MarketWatch’s 2024 estimate is the same as the ’25 estimate from Nasdaq.com: $4.73/share. This is puzzling given an estimated EPS growth rate around 10%. This may be totally random as the latter estimate is just one analyst. It probably catches my eye because I’ve never noticed any relationship between MarketWatch and Nasdaq.com estimates (unlike CNN Business and MarketWatch, which are both supplied by FactSet).

I am forecasting below the long-term-estimate range (mean of five: 13.6%) at 11.0% per year. I am using ’22 EPS of $2.84/share as the initial value rather than ’23 Q2 EPS of $3.31 (annualized).
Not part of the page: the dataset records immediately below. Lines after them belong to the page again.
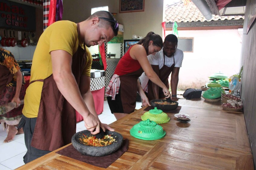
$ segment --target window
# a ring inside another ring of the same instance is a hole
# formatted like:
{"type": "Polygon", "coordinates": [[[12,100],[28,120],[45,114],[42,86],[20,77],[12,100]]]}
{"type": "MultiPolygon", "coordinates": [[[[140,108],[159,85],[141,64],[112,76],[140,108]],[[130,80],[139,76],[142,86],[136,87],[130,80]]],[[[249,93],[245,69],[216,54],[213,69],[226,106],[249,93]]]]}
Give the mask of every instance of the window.
{"type": "Polygon", "coordinates": [[[193,52],[194,38],[179,37],[178,39],[178,48],[183,52],[193,52]]]}
{"type": "Polygon", "coordinates": [[[91,10],[91,15],[95,12],[99,11],[109,11],[109,6],[92,8],[91,10]]]}

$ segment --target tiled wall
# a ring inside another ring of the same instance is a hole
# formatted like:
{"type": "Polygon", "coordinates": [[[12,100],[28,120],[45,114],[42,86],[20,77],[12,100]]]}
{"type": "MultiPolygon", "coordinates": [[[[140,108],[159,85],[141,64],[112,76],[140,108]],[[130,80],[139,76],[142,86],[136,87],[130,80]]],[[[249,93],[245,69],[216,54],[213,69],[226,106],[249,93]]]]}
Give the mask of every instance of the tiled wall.
{"type": "MultiPolygon", "coordinates": [[[[108,43],[108,54],[115,54],[115,58],[120,58],[123,56],[122,45],[121,43],[108,43]]],[[[88,49],[92,54],[99,53],[99,46],[97,45],[91,46],[88,49]]]]}
{"type": "Polygon", "coordinates": [[[22,47],[16,45],[15,47],[2,47],[0,45],[0,48],[11,51],[17,61],[32,60],[36,47],[28,45],[26,47],[22,47]]]}

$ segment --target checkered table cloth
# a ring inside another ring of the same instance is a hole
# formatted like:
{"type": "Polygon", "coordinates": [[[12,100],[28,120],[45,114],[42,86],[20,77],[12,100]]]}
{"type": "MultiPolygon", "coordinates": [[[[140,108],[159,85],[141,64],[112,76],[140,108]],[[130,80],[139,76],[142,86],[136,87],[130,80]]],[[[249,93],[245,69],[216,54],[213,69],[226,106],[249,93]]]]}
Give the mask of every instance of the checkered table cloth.
{"type": "Polygon", "coordinates": [[[49,10],[50,9],[50,0],[44,0],[44,31],[48,25],[49,10]]]}
{"type": "Polygon", "coordinates": [[[91,78],[90,87],[91,91],[94,91],[102,88],[105,86],[105,76],[98,78],[91,78]]]}

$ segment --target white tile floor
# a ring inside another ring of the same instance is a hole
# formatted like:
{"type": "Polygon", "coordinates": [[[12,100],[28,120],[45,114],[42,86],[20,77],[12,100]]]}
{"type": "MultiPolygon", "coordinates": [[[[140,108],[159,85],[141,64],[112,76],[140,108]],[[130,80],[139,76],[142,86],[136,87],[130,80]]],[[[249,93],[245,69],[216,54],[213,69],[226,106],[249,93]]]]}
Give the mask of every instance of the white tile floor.
{"type": "MultiPolygon", "coordinates": [[[[136,108],[141,108],[141,102],[136,102],[136,108]]],[[[111,113],[108,102],[104,101],[103,111],[99,115],[102,122],[109,124],[116,120],[114,115],[111,113]]],[[[76,132],[86,129],[83,121],[76,124],[76,132]]],[[[7,136],[7,133],[3,130],[0,125],[0,169],[14,169],[24,165],[23,156],[27,151],[25,145],[24,134],[15,136],[14,140],[8,143],[3,143],[7,136]]]]}

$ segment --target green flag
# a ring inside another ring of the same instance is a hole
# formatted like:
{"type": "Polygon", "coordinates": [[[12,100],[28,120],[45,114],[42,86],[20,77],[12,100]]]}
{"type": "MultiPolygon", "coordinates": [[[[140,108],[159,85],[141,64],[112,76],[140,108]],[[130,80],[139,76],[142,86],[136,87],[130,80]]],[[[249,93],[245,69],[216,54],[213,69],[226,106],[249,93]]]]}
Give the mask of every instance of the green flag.
{"type": "Polygon", "coordinates": [[[178,28],[178,26],[177,25],[177,23],[176,23],[176,21],[174,21],[173,25],[173,32],[172,34],[176,36],[177,36],[178,37],[179,34],[178,33],[177,28],[178,28]]]}

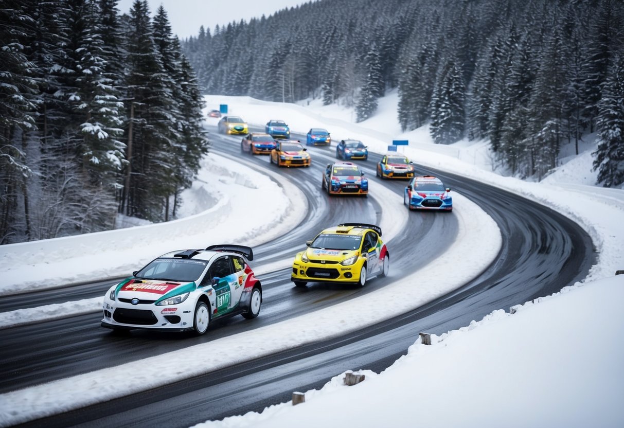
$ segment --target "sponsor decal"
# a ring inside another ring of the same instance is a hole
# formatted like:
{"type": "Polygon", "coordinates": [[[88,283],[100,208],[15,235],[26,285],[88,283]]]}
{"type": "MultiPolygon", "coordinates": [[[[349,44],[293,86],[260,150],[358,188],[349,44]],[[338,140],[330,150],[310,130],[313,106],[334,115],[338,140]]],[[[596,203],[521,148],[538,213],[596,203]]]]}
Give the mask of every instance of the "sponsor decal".
{"type": "Polygon", "coordinates": [[[340,254],[341,251],[343,251],[344,250],[323,250],[322,248],[317,248],[312,250],[312,254],[314,255],[327,255],[328,256],[338,256],[340,254]]]}
{"type": "Polygon", "coordinates": [[[159,281],[145,282],[144,280],[142,282],[135,282],[134,280],[132,280],[122,287],[119,291],[145,291],[157,294],[164,294],[169,290],[175,288],[178,285],[180,285],[179,283],[169,284],[159,281]]]}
My Forecast High P/E is 34.0. Over the past decade, high P/E ranges from 27.3 in ’14 to 56.7 in ’20 with a last-5-year mean of 50.4. The last-5-year-mean average P/E is 37.9. I am forecasting below the latter and toward the bottom of the range [only ’14 and ’13 (32.1) are lower].

My Forecast Low P/E is 22.0. Over the past decade, low P/E trends up from 7.0 in ’13 to 24.1 in ’22 with a last-5-year mean (median) of 25.4 (22.4). I am forecasting below the latter.

My Low Stock Price Forecast (LSPF) of $62.50 is default based on $2.84/share EPS. This is 30.1% less than the previous close and 8.9% less than the 2022 low.

These inputs land ADUS in the HOLD zone with a U/D ratio of 2.7. Total Annualized Return (TAR) is 12.7%.

PAR (using Forecast Average—not High—P/E) is 8.4%, which is less than I seek for a small-size company. If a healthy margin of safety (MOS) anchors this study, then I can proceed based on TAR instead.

To assess MOS, I compare my inputs with those of Member Sentiment (MS). Based on 219 studies (my study and 61 outliers excluded) over the past 90 days, averages (lower of mean/median) for projected sales growth, projected EPS growth, Forecast High P/E, and Forecast Low P/E are 9.0%, 12.2%, 37.9, and 24.3. I am lower across the board. Value Line’s projected average annual P/E of 22.2 is less than MS (31.1) and mine (28.0). This comparison may be invalid with Value Line projecting to ’24/’25 rather than five years hence.

MS high / low EPS are $5.60 / $3.10 vs. my $4.79 / $2.84 (per share). My high EPS is lower due to a lower EPS growth rate.

MS LSPF of $70.00 implies a Forecast Low P/E of 22.6: less than the above-stated 24.3. MS LSPF is 7.1% less than the default $3.10/share * 24.3 = $75.33, which results in more conservative zoning. MS LSPF remains 12.0% greater than mine.

My TAR (over 15.0% preferred) is less than the 18.2% from MS.

MOS backing the current study seems robust.

I track a few different valuation metrics. PEG per Zacks and my projected P/E are 1.7 and 2.2, respectively: both slightly overvalued. Relative Value [(current P/E) / 5-year-mean average P/E] per M* is undervalued at 0.7.

ADUS is a BUY under $87. With a forecast high price of $162.70, my TAR criterion should be satisfied under $81/share.